Alan E. Schoenfeld, a Planned Parenthood attorney, wrote in a letter (pdf) to U.S. Court of Appeals for the Ninth Circuit Wednesday:
Planned Parenthood has long been firmly committed to its Title X patients and to the Title X program, which it has served for nearly 50 years. With deep regret, however, its direct grantees now have no option but to withdraw from the Title X program. Absent emergency judicial relief, they must do so by the close of business on Monday, August 19—less than a week away.
"This is a blatant assault on our health and rights, and we will not stand for it," Alexis McGill Johnson, Planned Parenthood Federation of America's acting president and CEO, said in a statement Wednesday. "We refuse to let the Trump administration bully us into withholding abortion information from our patients. The gag rule is unethical and dangerous, and we will not subject our patients to it."
"The Trump administration is targeting providers like Planned Parenthood in an attempt to end access to birth control and other reproductive healthcare," she added. "They are forcing qualified, expert healthcare providers out of our nation's decades-old program for affordable birth control—providing grants instead to an anti-abortion group that doesn't even offer birth control."
Without urgent action by the court, warned McGill Johnson, "this gag rule will destroy the Title X program—putting birth control, breast and cervical cancer screenings, and STI testing and treatment at risk for millions of people struggling to make ends meet."

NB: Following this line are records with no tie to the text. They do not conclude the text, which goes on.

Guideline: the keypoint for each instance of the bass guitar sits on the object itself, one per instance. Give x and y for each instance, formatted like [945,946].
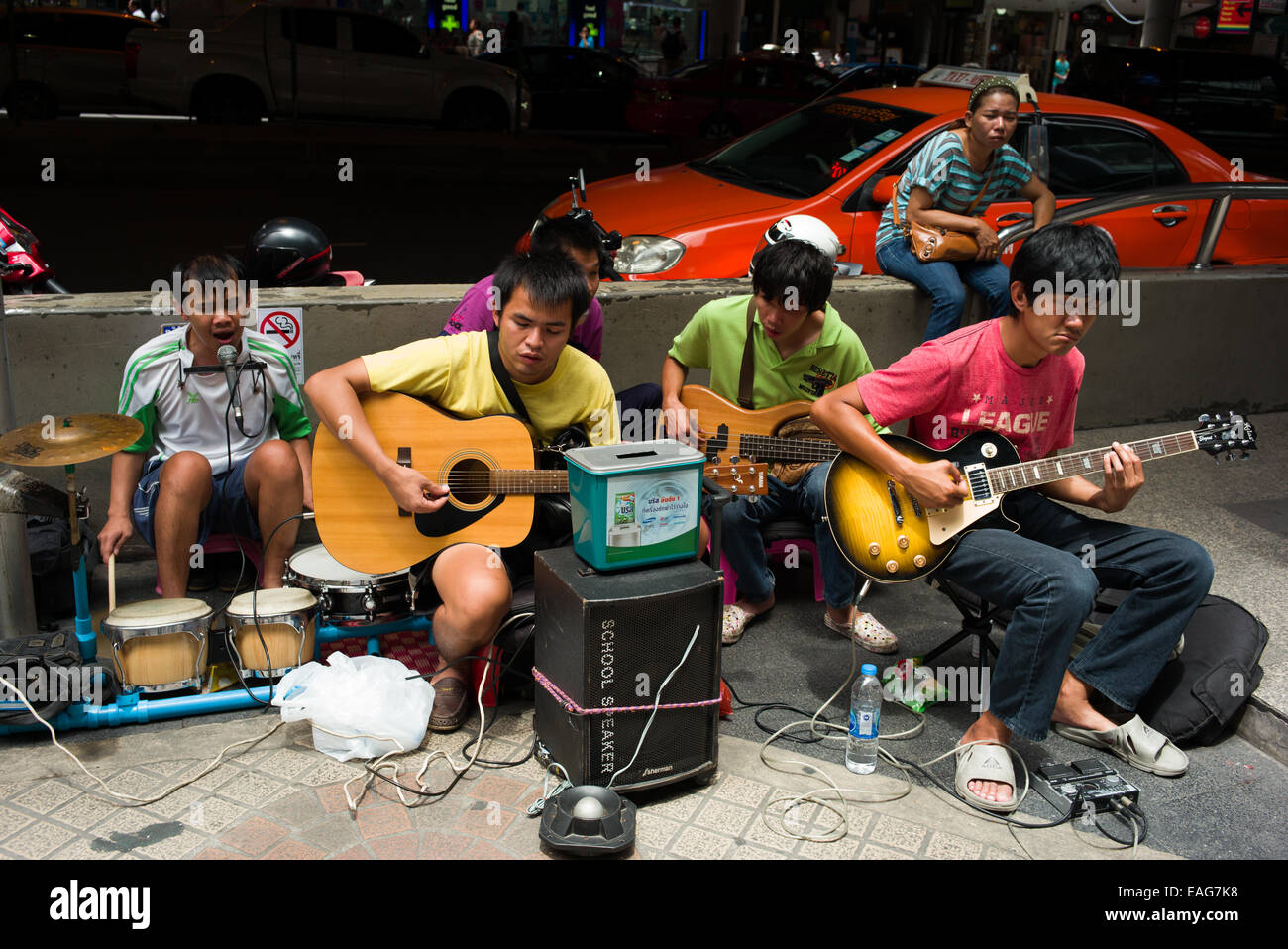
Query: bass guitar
[484,463]
[887,535]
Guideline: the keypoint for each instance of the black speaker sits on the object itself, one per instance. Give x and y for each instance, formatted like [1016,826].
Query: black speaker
[606,641]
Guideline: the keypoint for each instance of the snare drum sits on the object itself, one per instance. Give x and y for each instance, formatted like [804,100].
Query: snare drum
[160,645]
[286,623]
[348,597]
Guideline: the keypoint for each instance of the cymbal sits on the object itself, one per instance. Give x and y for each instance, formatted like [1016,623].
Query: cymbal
[68,439]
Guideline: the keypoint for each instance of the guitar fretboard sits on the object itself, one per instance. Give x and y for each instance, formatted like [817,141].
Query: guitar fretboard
[510,481]
[774,449]
[1029,474]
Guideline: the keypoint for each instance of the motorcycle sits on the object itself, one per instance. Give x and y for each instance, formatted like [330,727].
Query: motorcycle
[24,269]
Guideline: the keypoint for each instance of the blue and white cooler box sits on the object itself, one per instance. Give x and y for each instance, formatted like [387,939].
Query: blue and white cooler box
[635,503]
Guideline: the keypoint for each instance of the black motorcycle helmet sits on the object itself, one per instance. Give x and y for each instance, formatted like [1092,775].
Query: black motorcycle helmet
[287,253]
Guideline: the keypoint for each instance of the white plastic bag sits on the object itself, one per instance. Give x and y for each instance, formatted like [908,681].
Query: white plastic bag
[364,695]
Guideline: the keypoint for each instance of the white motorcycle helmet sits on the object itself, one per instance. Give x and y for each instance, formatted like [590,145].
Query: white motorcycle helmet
[800,227]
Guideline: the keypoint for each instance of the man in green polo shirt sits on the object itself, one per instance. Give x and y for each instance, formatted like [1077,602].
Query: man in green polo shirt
[802,351]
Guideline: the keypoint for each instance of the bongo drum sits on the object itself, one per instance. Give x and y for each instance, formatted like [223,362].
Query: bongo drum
[284,625]
[160,645]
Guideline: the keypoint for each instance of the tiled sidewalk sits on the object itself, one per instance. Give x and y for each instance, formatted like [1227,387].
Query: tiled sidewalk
[283,799]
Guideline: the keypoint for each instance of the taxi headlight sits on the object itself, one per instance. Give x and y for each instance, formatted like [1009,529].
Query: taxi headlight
[648,254]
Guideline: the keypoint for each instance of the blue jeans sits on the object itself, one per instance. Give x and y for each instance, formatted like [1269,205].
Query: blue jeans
[945,282]
[745,548]
[1047,575]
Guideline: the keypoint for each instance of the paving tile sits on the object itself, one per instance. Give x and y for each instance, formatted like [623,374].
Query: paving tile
[734,789]
[82,849]
[286,763]
[483,819]
[494,787]
[381,820]
[874,853]
[297,808]
[329,770]
[12,820]
[750,853]
[442,846]
[254,836]
[219,854]
[250,790]
[46,794]
[900,833]
[482,850]
[400,847]
[213,814]
[39,840]
[333,833]
[696,844]
[842,849]
[949,846]
[724,818]
[174,847]
[356,853]
[655,832]
[331,797]
[84,812]
[292,850]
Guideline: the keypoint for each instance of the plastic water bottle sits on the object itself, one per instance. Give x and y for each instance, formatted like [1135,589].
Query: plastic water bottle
[861,750]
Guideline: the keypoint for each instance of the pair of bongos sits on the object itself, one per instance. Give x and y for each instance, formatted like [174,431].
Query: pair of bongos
[162,645]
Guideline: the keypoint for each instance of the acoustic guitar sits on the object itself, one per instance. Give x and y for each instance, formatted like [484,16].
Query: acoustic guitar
[738,433]
[887,535]
[484,463]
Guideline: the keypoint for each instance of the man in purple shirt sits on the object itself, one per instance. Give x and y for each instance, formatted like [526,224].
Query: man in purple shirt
[580,240]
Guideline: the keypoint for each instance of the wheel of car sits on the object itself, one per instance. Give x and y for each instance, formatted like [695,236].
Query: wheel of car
[720,127]
[31,101]
[227,101]
[476,110]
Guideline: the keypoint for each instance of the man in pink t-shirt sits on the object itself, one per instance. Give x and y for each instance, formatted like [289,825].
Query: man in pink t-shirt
[1019,376]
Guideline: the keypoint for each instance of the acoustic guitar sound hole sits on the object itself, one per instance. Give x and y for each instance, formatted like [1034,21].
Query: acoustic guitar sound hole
[468,481]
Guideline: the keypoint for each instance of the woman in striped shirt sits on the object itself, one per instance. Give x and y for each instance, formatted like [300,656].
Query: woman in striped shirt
[965,165]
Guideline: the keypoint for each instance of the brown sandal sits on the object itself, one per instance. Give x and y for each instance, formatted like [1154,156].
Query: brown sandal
[451,704]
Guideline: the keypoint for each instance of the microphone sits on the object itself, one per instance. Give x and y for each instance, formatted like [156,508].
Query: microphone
[227,356]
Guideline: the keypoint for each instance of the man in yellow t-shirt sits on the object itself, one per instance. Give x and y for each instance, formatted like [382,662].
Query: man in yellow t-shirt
[539,296]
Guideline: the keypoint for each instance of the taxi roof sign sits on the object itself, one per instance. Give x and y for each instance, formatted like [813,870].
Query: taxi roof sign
[967,77]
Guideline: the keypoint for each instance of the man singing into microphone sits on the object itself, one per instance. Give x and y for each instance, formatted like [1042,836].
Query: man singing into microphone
[197,468]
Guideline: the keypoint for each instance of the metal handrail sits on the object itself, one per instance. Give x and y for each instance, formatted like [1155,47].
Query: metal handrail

The Washington Post reported on the anticipated consequences of Planned Parenthood's exit from the federal program, which mostly serves people with low incomes who face systemic barriers to healthcare:
SCROLL TO CONTINUE WITH CONTENT
Get our best delivered to your inbox.
The result of the agency's withdrawal—unless the court should rule against the administration before Aug. 19—will vary greatly by state, said Erica Sackin, a spokeswoman for the organization. Some states have pledged to make up the funds. But in others where that isn't the case, especially rural areas where providers can be many miles from one other, the effect is likely to be "chaos," she said.
In Ohio, a mobile health center that provides testing for sexually transmitted disease, birth control and education, will likely have to shut down, Sackin said. In Vermont, where Planned Parenthood is the only Title X provider in the entire state, women would be referred elsewhere. Some Planned Parenthood affiliates may waive fees or offer discounts on a sliding scale, she said.

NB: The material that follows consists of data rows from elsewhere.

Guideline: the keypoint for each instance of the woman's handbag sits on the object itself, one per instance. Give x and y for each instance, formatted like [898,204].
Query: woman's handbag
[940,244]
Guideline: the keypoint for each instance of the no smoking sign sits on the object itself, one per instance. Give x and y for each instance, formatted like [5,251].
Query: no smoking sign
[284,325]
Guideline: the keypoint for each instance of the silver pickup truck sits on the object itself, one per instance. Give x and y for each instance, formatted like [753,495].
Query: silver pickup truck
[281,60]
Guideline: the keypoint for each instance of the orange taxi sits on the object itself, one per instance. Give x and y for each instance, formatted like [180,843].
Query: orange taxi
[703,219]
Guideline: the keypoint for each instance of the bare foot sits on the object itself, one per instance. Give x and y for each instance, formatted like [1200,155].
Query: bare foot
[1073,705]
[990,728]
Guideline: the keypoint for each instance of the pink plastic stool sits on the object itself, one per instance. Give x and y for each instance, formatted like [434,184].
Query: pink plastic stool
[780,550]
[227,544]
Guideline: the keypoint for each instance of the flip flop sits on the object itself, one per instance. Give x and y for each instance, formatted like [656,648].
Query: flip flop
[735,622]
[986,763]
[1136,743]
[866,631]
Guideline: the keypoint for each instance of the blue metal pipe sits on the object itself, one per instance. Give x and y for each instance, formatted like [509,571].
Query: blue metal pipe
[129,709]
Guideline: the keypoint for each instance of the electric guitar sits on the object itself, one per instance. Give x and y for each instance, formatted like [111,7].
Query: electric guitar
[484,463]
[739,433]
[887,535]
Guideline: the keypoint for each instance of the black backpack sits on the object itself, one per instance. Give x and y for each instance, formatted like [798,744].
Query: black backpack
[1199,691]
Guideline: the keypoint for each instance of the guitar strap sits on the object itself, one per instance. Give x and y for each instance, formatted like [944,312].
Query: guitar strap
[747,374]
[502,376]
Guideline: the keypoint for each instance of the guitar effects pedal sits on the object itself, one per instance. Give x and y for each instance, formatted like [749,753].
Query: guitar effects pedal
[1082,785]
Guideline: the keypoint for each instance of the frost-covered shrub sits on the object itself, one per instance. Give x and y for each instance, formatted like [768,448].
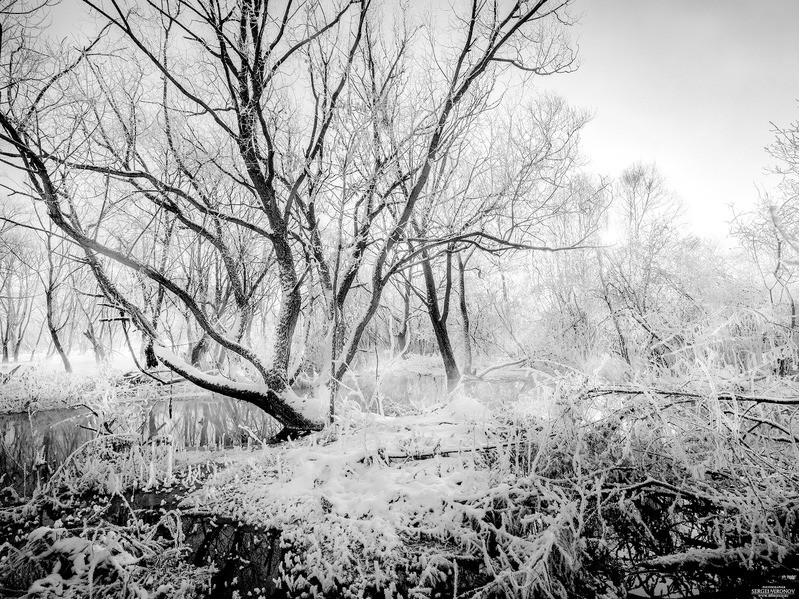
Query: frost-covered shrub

"Planned Parenthood health centers are doing everything we can to make sure patients can still get care but it would be a mistake to think there won't be changes," Sackin said.
In a series of tweets, Planned Parenthood highlighted that its health clinics across the country serve 40 percent of all Title X patients, many of whom are people of color and under the age of 30. The group also urged critics of the administration's widely unpopular gag rule to contact their members of Congress.
Now, we need Congress more than ever to protect access to birth control and other essential care for MILLIONS.
— Planned Parenthood Action (@PPact) August 14, 2019
The Democrat-controlled U.S. House passed a spending package in June that would block the administration's gag rule, but a similar measure has not yet passed the Republican-held Senate. There has also been pushback from some states.
"The Democratic governors of several states including Hawaii, Washington, and Illinois have said their state agencies will not participate while the rule is in effect," reported NPR. "Maine Family Planning—the only Title X grantee in that state—recently announced it is also pulling out of the program."